En realidad de quien discrepo es del padre Ignacio Larrañaga, pues Mendoza divulga algunas ideas del primero. Al padre Mendoza le debemos un encomiable esfuerzo de divulgación sobre temas teológicos, espirituales y de crecimiento personal; lleva varios decenios sin levantar la mano del arado. En la contribución que comentaré adapta unos pensamientos del padre Ignacio Larrañaga. (Antes de continuar, para quienes no lo saben, Larrañaga fue un inmenso conductor de creyentes hacia la oración profunda, un maestro de espiritualidad. Falleció el 28 de octubre de 2013).
Después de atinadas e inspiradoras observaciones sobre la pasión del Señor Jesús, Larrañaga escribe que el Pobre de Nazaret (bella frase suya), clavado en cruz, se dirige al Padre con estas palabras: “Todo pasó, Padre mío. La batalla llegó a su término, el drama está consumado. La pesadilla que acabo de sufrir no ha sido más que una horrible sensación. Y ahora, una dichosa certidumbre ha comenzado a inundar de alegría mi yo último… Yo sé, Padre mío, yo sé que estás aquí, ahora, conmigo. Y en tus manos entrego mi vida” (Lc 23,46)”.
En mi opinión, esa licencia poética de Larragaña no recoge en toda su integridad y hondura el drama de la cruz. No tiene en cuenta que Jesús grita, según se lee en los evangelios de Marcos y Mateo: “Dios mío, Dios mío, ¿por qué me has abandonado?”. Algunas traducciones prefieren “desamparado”, en vez de “abandonado”. Los evangelios, que fueron escritos en griego, ofrecen esas terribles palabras también en arameo, la lengua que hablaba Jesús, para que nadie dude de su veracidad. Según Mateo, entre el grito por sentirse abandonado y su muerte se le ofreció vinagre en una esponja, de modo que transcurrieron minutos suficientes para que entregue su vida al Padre, en un supremo gesto de confianza. Siendo así, no hay contradicción entre los evangelios pues, como se aprecia, se trata de dos tradiciones complementarias, la de Marcos-Mateo y la de Lucas. Conviene leerlas y comprenderlas de modo conjunto, pues entre ellas se da una iluminación mutua.
La inconveniencia de basarse solo en la versión de Lucas (o en la de Juan si fuera el caso, según el cual Jesús dice antes de expirar “Todo se ha cumplido”), radica en que disminuye de modo peligroso la fuerza salvadora de la crucifixión. Trataré de explicarme. Existe un principio teológico según el cual solo se redime lo que se asume. Por ejemplo, en el seno de María, el Verbo asume la carne humana, por eso puede redimirla. Trabajando con José, el carpintero, Jesús asume el trabajo. Desde entonces el trabajo no solo sirve para ganar el pan de cada día; es también camino de santidad- Y así por consiguiente.
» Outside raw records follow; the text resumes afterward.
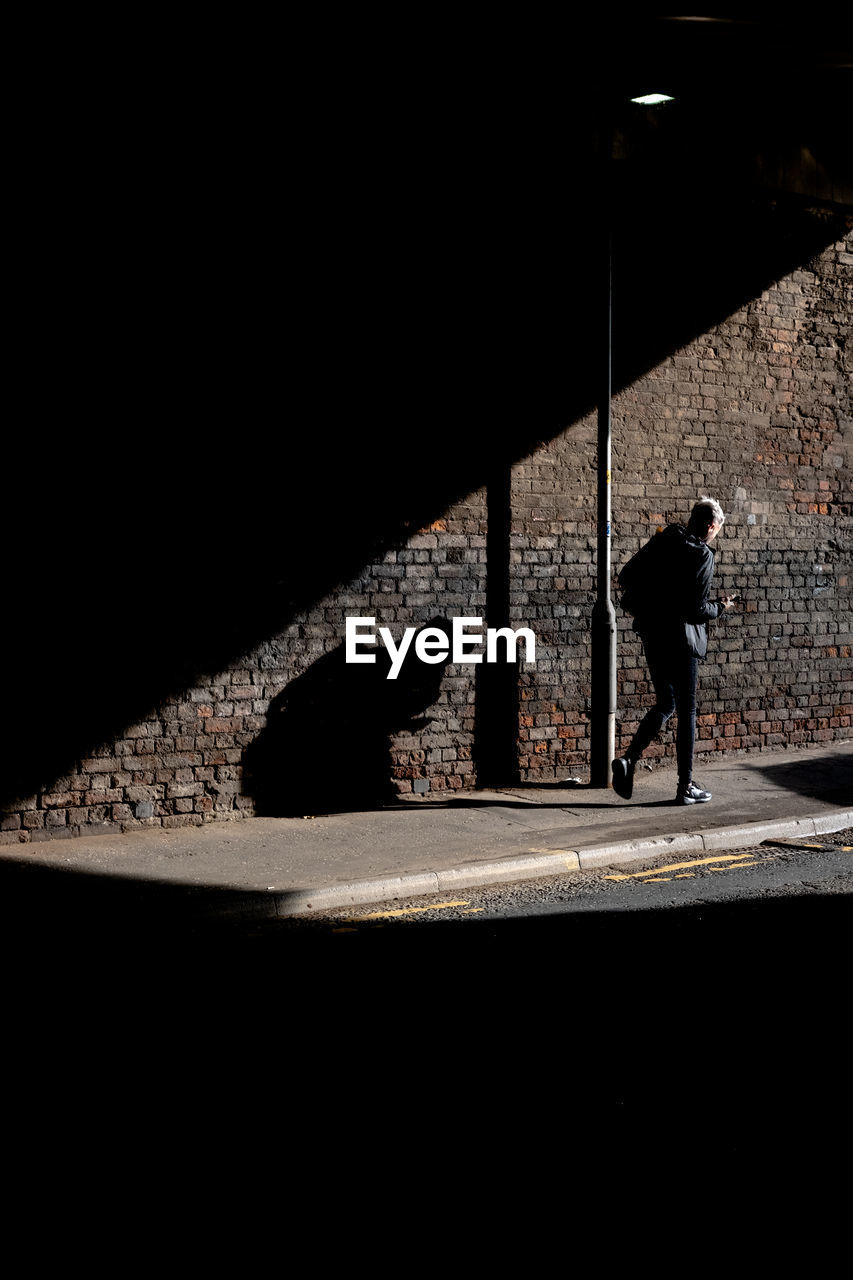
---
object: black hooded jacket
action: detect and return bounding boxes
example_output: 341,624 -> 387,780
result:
619,525 -> 724,657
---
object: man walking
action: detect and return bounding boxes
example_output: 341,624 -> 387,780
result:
612,497 -> 736,804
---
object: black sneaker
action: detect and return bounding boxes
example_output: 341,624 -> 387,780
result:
611,755 -> 634,800
675,782 -> 712,804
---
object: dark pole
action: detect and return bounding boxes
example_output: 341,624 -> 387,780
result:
589,122 -> 616,787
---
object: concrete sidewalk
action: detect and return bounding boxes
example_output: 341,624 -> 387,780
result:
0,740 -> 853,916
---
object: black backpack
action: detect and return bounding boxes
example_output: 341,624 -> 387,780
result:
616,534 -> 661,617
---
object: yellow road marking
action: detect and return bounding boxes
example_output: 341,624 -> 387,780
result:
605,854 -> 749,879
347,899 -> 467,923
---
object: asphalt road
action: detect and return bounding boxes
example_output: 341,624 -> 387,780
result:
3,831 -> 853,1177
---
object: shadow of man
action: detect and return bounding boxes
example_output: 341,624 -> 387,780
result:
243,617 -> 450,818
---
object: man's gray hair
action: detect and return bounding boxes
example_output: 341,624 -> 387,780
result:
688,495 -> 726,530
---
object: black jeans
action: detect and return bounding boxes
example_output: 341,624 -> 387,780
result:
625,636 -> 699,786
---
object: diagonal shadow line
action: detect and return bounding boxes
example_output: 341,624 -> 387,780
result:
0,187 -> 839,803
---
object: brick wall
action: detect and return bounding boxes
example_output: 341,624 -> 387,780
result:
0,227 -> 853,844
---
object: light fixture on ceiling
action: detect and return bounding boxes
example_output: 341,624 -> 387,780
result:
631,93 -> 675,106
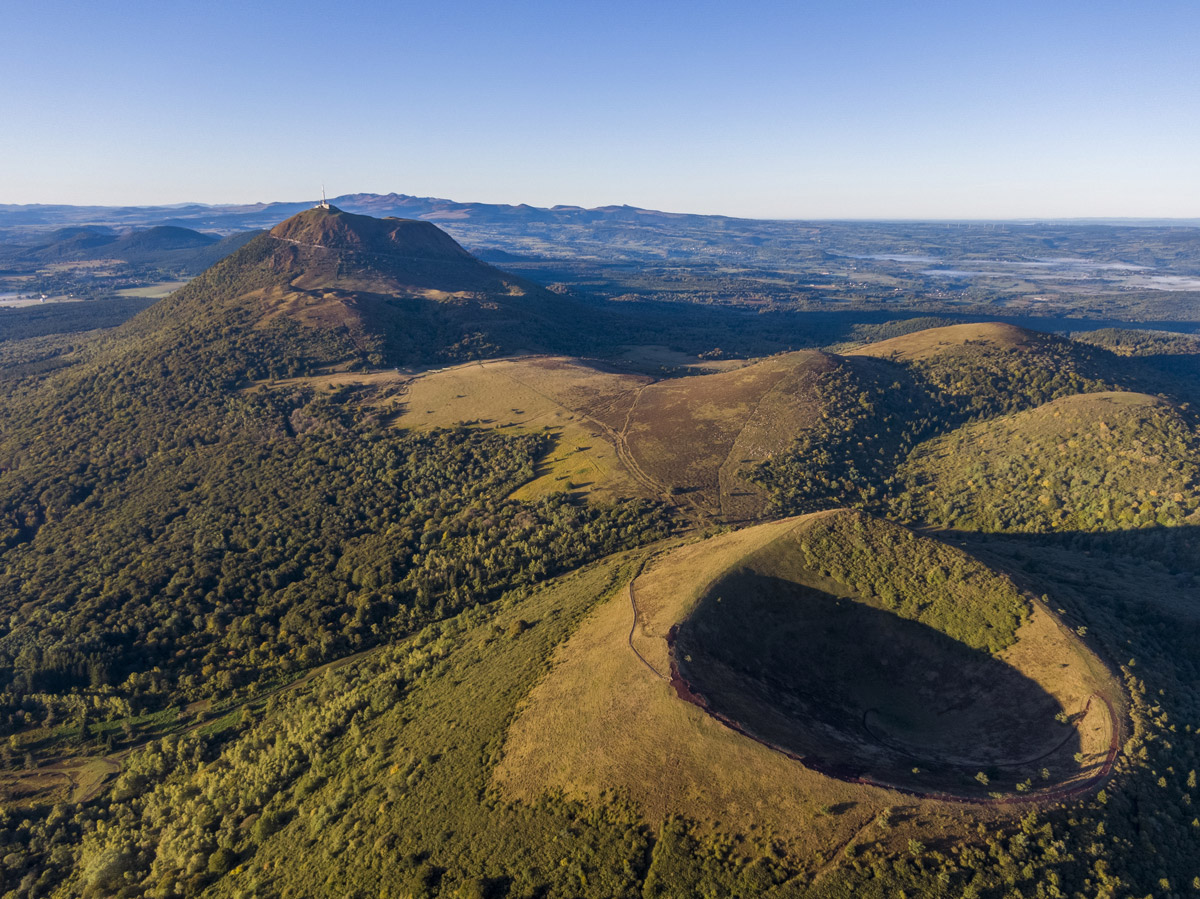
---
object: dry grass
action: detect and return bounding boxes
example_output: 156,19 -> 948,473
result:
496,513 -> 1115,859
623,350 -> 832,521
847,322 -> 1036,360
395,356 -> 647,501
496,520 -> 900,858
116,281 -> 187,300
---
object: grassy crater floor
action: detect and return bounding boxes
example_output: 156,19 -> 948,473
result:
672,515 -> 1116,799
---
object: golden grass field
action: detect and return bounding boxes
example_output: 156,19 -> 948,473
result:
846,322 -> 1037,360
395,350 -> 833,521
496,504 -> 1114,858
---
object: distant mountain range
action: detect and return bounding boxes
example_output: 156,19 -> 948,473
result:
0,193 -> 732,232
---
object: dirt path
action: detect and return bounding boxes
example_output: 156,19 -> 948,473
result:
626,562 -> 671,681
628,581 -> 1121,805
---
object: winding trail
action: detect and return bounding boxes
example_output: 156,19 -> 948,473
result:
625,561 -> 671,682
628,583 -> 1121,805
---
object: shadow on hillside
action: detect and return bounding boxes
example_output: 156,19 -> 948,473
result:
676,570 -> 1080,793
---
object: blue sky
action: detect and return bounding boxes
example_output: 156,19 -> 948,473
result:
0,0 -> 1200,218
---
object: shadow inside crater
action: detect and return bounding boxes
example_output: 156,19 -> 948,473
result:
674,569 -> 1080,789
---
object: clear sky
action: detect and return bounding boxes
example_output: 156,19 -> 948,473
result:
0,0 -> 1200,218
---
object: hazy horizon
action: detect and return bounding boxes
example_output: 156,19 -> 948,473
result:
0,0 -> 1200,221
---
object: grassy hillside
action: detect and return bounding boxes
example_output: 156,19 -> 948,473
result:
749,324 -> 1135,513
894,392 -> 1200,532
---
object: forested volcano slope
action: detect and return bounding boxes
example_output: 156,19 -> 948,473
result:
0,209 -> 666,753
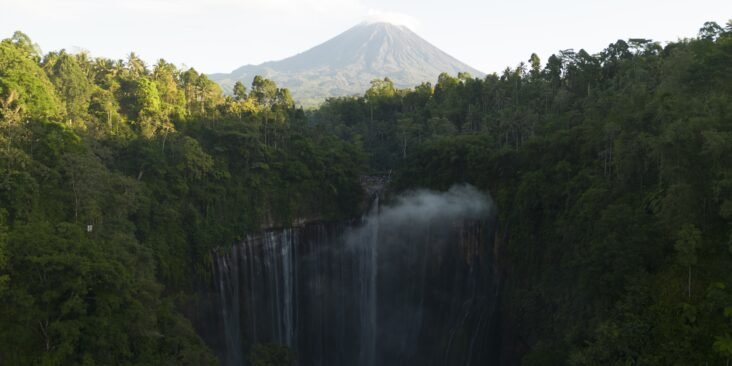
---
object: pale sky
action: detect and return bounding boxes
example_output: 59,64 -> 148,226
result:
0,0 -> 732,73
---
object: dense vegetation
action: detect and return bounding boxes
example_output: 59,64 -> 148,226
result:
0,33 -> 364,365
313,22 -> 732,365
0,23 -> 732,365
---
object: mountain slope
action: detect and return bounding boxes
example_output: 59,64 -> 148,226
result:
210,23 -> 484,105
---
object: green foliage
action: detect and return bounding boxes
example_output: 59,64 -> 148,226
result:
312,23 -> 732,365
0,33 -> 364,365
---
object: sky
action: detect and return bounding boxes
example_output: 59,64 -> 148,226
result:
0,0 -> 732,73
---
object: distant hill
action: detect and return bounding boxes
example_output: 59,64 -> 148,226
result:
209,23 -> 484,106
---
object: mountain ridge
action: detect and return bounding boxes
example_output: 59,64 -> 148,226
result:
209,22 -> 485,106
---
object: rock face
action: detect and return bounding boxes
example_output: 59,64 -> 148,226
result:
194,187 -> 498,366
209,23 -> 484,105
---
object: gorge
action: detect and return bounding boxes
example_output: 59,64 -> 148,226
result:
198,186 -> 497,366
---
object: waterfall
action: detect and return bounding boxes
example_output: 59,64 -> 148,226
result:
197,187 -> 496,366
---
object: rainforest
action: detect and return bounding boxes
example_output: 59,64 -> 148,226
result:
0,21 -> 732,366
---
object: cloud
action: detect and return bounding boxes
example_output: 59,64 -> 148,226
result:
366,9 -> 419,30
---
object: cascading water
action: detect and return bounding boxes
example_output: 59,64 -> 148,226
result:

Cuando Jesús experimenta el desamparo del Padre, se hunde en las mismas arenas movedizas de todos los abandonados y desesperados de la humanidad; ha asumido el dolor en su forma extrema, pero por eso puede redimirlo y darle sentido. Es un Dios diferente al de otras religiones que miran sentados en una nube la tragedia de los insectos humanos rociados con veneno. Por el contrario, el Dios de la fe cristiana sufre en carne propia el dolor más devastador.
Si bien los sufrimientos infligidos a su cuerpo fueron atroces, el mayor abatimiento del Nazareno es de carácter espiritual. Se siente vacío ante una muerte absurda y, lo peor de todo, abandonado por su Padre, en quien había puesto toda confianza. Sin embargo, solamente gracias a tan amarga experiencia, el Señor Jesús posee la autoridad moral necesaria para hablar al oído de los enfermos que se revuelcan desolados en su lecho de muerte, cuando ya ni la morfina funciona.
Puede dar esperanza a quienes, sintiéndose extraviados en medio de las depresiones, padecen la tentación del suicidio. Y puede ser solidario con los masacrados civiles en las guerras de esta humanidad que se destruye para ganancia de los fabricantes de armas. Y tantas otras situaciones de angustia desquiciada e inexplicable. Si no hubiera sufrido la experiencia del abandono de Dios, Jesús no sería el salvador de toda la Humanidad.